Elizabeth Ghiorzi, Elizabethtown College Class of 2000 music therapy graduate, is familiar with other music therapy programs, and she agrees that they are nowhere near as comprehensive or intensive as the program at Elizabethtown. “It’s almost something you don’t really appreciate until you’re out,” she said. “You feel so much more prepared.” Since graduating, Ghiorzi has worked with a variety of populations and is now an independent contractor for Tempo Music Therapy Services in West Chester, Pennsylvania. In addition, she supervises students at E-town two nights a week and teaches piano lessons adapted for the autistic spectrum. “I think that supervision has been one of the best [experiences] … being able to come back and use what I learned here,” Ghiorzi said.
In order to fully celebrate 40 years at Elizabethtown, the program is sponsoring an anniversary event Saturday, Sept. 24, at the College. A majority of the current music therapy students and 54 alumni will attend, Behrens said. The big part of this event, she noted, is a gift back to the alumni of seven free Continuing Music Therapy Education Credits (CMTE). The CMTE credits would normally cost $300 to $400.
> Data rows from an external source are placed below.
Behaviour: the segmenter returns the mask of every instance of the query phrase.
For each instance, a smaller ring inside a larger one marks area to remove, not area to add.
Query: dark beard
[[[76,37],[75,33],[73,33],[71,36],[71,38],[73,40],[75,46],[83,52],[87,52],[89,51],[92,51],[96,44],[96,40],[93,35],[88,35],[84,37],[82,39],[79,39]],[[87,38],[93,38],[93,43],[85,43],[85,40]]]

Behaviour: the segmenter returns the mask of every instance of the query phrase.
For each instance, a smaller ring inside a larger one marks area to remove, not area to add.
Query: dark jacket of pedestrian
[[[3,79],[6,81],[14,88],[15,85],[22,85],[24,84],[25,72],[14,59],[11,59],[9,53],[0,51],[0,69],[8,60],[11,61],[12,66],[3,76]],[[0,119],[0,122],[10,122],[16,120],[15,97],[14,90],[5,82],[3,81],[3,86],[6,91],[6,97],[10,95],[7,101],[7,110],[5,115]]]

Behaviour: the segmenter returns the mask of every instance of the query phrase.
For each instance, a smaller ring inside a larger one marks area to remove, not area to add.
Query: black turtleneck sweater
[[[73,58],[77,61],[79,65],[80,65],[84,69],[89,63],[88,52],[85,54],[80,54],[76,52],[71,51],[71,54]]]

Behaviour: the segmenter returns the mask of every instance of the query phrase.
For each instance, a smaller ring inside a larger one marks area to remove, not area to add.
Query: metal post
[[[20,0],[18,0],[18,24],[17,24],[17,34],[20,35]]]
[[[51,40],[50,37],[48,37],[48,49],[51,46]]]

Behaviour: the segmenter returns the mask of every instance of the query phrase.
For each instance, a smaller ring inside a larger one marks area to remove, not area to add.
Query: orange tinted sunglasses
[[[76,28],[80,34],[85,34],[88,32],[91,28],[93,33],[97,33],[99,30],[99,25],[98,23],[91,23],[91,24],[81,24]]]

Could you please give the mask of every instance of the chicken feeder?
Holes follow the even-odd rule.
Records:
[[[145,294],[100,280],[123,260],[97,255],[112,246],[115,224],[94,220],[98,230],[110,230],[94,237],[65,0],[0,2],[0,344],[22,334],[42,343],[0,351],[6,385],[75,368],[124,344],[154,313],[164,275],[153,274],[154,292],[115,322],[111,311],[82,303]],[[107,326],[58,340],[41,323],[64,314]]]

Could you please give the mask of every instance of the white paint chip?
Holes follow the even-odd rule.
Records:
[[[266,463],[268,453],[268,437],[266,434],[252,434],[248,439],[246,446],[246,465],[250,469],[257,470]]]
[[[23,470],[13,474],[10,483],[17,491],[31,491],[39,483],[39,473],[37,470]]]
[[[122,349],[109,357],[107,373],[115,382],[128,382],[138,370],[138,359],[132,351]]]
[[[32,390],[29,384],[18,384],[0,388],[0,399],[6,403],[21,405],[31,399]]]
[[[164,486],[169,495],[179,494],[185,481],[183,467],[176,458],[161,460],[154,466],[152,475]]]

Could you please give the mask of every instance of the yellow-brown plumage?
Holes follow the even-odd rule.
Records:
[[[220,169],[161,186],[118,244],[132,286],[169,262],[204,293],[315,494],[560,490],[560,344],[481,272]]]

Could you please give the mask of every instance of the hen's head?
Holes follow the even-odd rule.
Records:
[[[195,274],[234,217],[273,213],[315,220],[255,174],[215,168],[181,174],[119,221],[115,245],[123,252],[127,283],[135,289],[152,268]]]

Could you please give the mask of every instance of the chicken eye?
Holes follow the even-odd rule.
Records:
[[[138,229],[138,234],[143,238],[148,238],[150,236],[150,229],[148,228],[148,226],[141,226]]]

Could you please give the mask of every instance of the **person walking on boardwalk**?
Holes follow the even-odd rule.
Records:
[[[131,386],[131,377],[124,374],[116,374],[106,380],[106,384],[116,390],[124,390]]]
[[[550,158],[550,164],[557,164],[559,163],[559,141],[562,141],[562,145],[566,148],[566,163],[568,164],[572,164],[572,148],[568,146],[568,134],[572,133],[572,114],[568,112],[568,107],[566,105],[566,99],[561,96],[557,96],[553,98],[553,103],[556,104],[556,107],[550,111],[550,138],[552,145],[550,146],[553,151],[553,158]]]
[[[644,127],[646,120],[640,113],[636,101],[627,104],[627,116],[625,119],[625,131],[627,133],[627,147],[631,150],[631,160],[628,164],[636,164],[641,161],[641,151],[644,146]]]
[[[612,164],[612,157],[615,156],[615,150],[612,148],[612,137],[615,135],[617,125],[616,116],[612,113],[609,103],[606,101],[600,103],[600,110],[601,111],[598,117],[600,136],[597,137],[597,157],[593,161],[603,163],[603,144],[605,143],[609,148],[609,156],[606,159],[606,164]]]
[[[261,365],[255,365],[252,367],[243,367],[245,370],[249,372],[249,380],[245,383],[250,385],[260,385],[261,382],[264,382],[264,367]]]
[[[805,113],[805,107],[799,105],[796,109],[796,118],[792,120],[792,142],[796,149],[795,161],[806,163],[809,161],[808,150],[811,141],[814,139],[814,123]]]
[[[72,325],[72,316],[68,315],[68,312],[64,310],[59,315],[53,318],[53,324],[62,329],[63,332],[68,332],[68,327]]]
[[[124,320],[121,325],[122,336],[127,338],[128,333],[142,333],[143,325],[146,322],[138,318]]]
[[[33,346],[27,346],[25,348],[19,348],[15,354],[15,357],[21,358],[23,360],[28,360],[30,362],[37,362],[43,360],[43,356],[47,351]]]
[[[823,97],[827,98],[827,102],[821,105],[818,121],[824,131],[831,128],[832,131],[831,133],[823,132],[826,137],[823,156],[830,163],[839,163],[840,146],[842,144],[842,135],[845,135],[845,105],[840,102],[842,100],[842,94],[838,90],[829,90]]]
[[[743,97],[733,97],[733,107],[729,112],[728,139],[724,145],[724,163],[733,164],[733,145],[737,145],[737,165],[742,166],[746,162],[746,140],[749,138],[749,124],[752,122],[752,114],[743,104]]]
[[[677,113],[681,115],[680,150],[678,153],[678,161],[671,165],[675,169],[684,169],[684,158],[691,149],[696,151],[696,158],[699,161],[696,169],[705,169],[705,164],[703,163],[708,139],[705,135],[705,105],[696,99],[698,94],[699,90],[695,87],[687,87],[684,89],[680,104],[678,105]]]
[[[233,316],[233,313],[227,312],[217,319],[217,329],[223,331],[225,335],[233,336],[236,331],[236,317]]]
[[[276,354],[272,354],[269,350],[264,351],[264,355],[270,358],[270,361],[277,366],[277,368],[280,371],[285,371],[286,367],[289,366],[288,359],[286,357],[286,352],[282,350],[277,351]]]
Ghiorzi said she likes this opportunity to reconnect with other alum and earn the credits. “The program has grown so much [and] the amount of work Dr. Behrens does is incredible.”
Behrens, herself, said she could not pick a portion of the day she was most excited for. There will be a skit about the history of the program, a drum circle, speed-dating style networking, a photo booth, and the day will end with an open mic pick-up band, which Behrens feels is a fitting closure to the event. “In the long run we all love to make music,” Behrens said. “[And as music therapists] we get to use this very wonderful tool … [and] be able to change people in a variety of different ways. It’s a great gig.”